Ele não sabe como no governo, depois do Collor, esses estrangeiros conseguiram
áreas, montanhas inteiras, para garimpar sem a perturbação dos brasileiros, do
povo nativo. Também as áreas de preservação e as áreas indígenas eram
proibidas. Ainda, era proibido garimpar nas proximidades de Porto Velho e no
canal de navegação das balsas. Para evitar embaraços às balsas que
transportavam mercadorias entre Manaus e Porto Velho. Essas áreas eram
respeitadas pelos garimpeiros.
As
populações ribeirinhas formadas por famílias, que o sr. Savanhago define como
cristãs, ordeiras, acolhedoras, honestas e trabalhadoras, comerciavam com os
garimpeiros. Em 1987 ficou seis meses garimpando na cachoeira de Teotônio.

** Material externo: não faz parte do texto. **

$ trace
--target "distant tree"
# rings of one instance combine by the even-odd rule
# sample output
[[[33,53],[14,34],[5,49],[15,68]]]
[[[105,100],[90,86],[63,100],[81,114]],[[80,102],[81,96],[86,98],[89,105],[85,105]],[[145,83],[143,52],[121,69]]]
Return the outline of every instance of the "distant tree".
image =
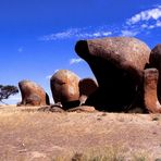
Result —
[[[18,89],[16,86],[11,86],[11,85],[0,85],[0,102],[4,103],[2,100],[3,99],[9,99],[11,95],[15,95],[18,92]]]

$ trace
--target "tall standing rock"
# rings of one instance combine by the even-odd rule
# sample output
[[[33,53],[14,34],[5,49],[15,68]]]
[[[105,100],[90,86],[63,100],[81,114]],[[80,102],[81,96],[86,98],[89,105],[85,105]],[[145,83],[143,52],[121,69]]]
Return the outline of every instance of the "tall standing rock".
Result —
[[[161,44],[157,45],[150,53],[149,59],[150,67],[154,67],[159,71],[157,94],[159,102],[161,103]]]
[[[50,79],[52,97],[55,103],[70,109],[79,106],[79,77],[71,71],[60,70]]]
[[[109,37],[81,40],[75,50],[89,64],[99,85],[86,104],[98,110],[124,111],[144,102],[138,92],[144,92],[144,69],[150,54],[145,42],[131,37]]]
[[[22,102],[18,106],[46,106],[50,104],[46,91],[34,82],[21,81],[18,87],[22,94]]]
[[[78,83],[79,87],[79,100],[81,104],[85,103],[88,97],[90,97],[97,89],[98,89],[98,84],[95,79],[92,78],[83,78]]]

Havia, próximo à cachoeira: minimercado, vendinha, farmácia, bares, pesca
esportiva. Afirma que a população convivia com os garimpeiros e, nas suas
palavras, adorava a presença deles porque pagavam em ouro.
Compravam
nesse comércio farinha, remédio, soro para a malária, cobertor, gasolina,
hélice de motor de popa, que eram pagos com ouro, porque todas as vendinhas
tinham sua balança para pesar o ouro. Calculava-se o valor das compras em moeda
corrente e convertia-se na cotação de outro do momento, daí pesava-se o valor
correspondente às compras em ouro e pagava-se ao comerciante. O garimpeiro era
bem vindo porque não comprava fiado.
Quanto
à exposição dos garimpeiros ao mercúrio, disse que os garimpeiros sabiam das
afecções resultantes de sua manipulação. Isso porque, segundo afirma, em geral
os donos de draga não eram pessoas ignorantes. Havia poucos que sequer
completaram o ensino fundamental, mas a maioria era como ele, já haviam passado
pelos bancos de um curso superior. Esses donos de dragas providenciavam para
seus negócios os EPI’s (equipamentos de proteção individual). Equipamentos que
não poluíssem a natureza e prejudicassem sua própria saúde.
A
exceção eram aqueles que denominou “garimpeiros raiz”, que estavam sempre em
volta deles. Foram para Porto Velho com o pessoal do Sul, mas sempre davam
empregos e oportunidades ao pessoal ribeirinho. Assim, tendo trabalhando com o
pessoal de Porto Velho e o pessoal ribeirinho, observou que esse pessoal não
respeitava as normas de segurança (de trabalho e sanitária). Então esse pessoal
não usava os EPI’S, não usavam botinas, luvas, o cadinho (retorta). Queimavam o
ouro a céu aberto, mas era tão pouco que afirma não ter prejudicado o rio.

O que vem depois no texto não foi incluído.